Un dernier exemple de l’implication des puissances étrangères en Syrie. Pour relancer l’insurrection à partir de Deraa, Riyad finance des livraisons d’armes, Washington supervise des formations et Amman prête son territoire aux uns comme aux autres. Les destinataires de ce dispositif sont des groupes « labélisés » Armée syrienne libre (ASL), sélectionnés et commandés par le général Ahmed Al-Na’ameh, un ancien officier de l’armée régulière. (7)

Toujours est-il que la bataille qui, au départ, opposait le peuple syrien au régime dictatorial de Bachar Al-Assad, s’est rapidement transformée en bataille russo-américaine.

Tout porte à croire que la visite du secrétaire d’Etat John Kerry, les 7 et 8 mai en Russie, aurait permis de dégager un consensus russo-américain : la Syrie restera dans le giron oriental.
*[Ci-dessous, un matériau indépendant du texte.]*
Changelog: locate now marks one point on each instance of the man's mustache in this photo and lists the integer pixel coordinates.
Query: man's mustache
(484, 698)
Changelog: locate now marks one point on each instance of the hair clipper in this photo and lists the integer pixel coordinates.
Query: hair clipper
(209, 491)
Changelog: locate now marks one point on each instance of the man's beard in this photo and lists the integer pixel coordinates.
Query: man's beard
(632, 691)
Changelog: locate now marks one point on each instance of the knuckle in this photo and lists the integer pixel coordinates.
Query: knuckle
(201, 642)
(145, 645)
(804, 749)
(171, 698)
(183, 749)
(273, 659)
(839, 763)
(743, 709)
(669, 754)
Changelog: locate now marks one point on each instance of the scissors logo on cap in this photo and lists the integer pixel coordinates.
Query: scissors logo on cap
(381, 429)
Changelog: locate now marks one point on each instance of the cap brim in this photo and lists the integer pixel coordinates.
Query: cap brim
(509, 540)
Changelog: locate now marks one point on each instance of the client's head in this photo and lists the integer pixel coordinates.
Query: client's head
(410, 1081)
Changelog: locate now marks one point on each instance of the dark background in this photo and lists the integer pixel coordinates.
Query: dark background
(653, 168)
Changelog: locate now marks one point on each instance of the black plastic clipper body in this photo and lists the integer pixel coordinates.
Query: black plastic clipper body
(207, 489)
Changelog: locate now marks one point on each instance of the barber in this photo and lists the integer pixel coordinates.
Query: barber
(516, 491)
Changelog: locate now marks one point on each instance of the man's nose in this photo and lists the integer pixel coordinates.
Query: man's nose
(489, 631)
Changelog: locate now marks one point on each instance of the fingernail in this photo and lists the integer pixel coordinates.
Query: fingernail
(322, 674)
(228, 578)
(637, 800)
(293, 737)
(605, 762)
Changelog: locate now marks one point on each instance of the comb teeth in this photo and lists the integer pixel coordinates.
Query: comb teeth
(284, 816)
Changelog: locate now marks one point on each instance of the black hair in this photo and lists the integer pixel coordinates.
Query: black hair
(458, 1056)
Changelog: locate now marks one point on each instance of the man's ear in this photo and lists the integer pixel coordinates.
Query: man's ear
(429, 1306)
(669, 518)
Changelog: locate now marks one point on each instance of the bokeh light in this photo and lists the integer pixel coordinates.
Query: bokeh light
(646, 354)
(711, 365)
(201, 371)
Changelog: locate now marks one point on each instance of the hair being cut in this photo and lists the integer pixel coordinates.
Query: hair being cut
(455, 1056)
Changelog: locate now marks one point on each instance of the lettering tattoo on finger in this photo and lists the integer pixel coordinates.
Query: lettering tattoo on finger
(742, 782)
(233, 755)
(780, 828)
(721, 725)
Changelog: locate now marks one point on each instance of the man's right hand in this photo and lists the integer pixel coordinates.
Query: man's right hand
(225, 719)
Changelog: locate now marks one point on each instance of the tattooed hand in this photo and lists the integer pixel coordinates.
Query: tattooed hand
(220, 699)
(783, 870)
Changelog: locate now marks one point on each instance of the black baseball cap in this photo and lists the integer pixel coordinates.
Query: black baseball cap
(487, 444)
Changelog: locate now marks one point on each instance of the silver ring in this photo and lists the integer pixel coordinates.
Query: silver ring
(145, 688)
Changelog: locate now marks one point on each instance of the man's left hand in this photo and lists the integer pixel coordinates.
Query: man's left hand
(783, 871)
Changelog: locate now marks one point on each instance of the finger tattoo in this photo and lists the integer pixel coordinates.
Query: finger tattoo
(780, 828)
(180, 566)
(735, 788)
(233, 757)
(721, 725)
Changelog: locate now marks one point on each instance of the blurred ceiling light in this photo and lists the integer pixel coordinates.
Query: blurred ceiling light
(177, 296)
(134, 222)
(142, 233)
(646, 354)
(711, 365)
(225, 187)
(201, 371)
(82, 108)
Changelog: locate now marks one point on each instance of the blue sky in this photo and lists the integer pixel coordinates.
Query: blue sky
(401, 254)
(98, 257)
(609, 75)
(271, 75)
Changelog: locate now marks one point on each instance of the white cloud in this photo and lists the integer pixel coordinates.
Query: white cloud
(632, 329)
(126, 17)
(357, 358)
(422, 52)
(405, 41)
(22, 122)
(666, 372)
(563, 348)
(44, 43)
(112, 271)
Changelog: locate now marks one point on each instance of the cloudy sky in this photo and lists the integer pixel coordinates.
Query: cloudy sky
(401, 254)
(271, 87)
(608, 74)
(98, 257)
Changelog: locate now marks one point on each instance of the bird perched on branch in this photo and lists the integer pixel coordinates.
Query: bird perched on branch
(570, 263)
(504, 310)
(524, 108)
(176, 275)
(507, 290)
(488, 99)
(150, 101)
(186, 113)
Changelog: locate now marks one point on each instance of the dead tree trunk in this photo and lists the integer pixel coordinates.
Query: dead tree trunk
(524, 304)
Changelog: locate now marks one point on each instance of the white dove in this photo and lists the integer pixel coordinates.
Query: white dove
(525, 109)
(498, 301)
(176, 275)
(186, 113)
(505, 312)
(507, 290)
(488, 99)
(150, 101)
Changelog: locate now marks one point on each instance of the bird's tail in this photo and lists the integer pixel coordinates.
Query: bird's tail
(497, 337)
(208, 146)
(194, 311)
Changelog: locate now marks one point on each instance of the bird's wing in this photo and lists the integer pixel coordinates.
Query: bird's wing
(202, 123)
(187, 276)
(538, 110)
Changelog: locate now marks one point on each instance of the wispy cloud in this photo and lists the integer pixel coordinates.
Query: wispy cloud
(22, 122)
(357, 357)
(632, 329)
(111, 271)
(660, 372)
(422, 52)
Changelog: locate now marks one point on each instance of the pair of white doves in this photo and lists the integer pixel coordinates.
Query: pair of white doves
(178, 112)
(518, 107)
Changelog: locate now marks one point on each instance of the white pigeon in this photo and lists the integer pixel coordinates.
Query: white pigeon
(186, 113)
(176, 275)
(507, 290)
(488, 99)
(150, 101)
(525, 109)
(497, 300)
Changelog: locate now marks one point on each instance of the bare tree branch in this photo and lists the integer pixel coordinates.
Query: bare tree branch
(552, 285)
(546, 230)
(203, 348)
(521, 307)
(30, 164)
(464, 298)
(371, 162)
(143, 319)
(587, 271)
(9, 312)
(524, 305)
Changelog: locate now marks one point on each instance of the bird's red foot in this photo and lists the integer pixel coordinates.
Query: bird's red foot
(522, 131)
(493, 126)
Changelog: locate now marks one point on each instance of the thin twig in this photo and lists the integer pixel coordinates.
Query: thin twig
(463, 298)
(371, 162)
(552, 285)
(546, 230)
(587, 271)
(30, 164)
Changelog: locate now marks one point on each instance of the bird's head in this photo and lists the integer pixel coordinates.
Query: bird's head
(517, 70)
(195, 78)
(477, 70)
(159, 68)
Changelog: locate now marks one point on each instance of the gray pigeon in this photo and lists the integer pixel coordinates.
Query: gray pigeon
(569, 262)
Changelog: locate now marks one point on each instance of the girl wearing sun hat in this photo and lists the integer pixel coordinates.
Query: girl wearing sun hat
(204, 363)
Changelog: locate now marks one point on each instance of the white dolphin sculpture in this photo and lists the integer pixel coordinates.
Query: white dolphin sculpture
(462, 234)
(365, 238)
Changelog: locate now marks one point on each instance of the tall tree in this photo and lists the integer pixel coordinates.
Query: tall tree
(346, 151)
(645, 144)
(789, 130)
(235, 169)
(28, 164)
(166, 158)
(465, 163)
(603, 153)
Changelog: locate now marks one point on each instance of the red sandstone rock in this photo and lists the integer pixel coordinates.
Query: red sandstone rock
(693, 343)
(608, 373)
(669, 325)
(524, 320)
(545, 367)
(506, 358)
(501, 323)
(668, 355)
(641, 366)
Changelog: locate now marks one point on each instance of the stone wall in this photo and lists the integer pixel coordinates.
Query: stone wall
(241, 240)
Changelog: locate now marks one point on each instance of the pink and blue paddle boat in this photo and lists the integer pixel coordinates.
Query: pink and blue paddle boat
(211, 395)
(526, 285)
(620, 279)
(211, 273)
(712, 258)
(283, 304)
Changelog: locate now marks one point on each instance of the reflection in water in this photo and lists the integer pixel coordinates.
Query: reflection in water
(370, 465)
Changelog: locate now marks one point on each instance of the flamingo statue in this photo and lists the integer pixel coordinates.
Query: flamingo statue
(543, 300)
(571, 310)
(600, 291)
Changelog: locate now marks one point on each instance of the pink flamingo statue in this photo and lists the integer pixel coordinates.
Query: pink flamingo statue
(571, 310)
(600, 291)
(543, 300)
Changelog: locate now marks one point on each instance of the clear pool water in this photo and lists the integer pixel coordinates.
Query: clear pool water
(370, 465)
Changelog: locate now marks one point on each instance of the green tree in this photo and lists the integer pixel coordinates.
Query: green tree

C’est le coup de sifflet final. L’armée syrienne, après la reconquête de Quossair, s’est lancée à la reconquête totale de Homs et d’Alep. Bientôt, la rébellion syrienne fera partie des souvenirs. Les « révélations » sur l’utilisation du gaz sarin, ou la levée de l’embargo sur les armes en faveur des insurgés, n’y changeront rien.

Question : en échange de la Syrie, qu’ont obtenu les Américains ?


(1)   Karim Emile Bitar - Le Monde Diplomatique de juin 2013.
(2)   Le Monde des 19-20 août 2012.
(3)   Christophe Ayad et Benjamin Barth - Le Monde du 13 septembre 2012.
(4)   Le Monde Diplomatique de septembre 2012.
(5)   Le Monde du 15 août 2012.
(6)   Shahzad Abdul - Le Monde du  15 août 2012.
      (7)Benjamin Barthe - Le Monde du 30 avril 2013.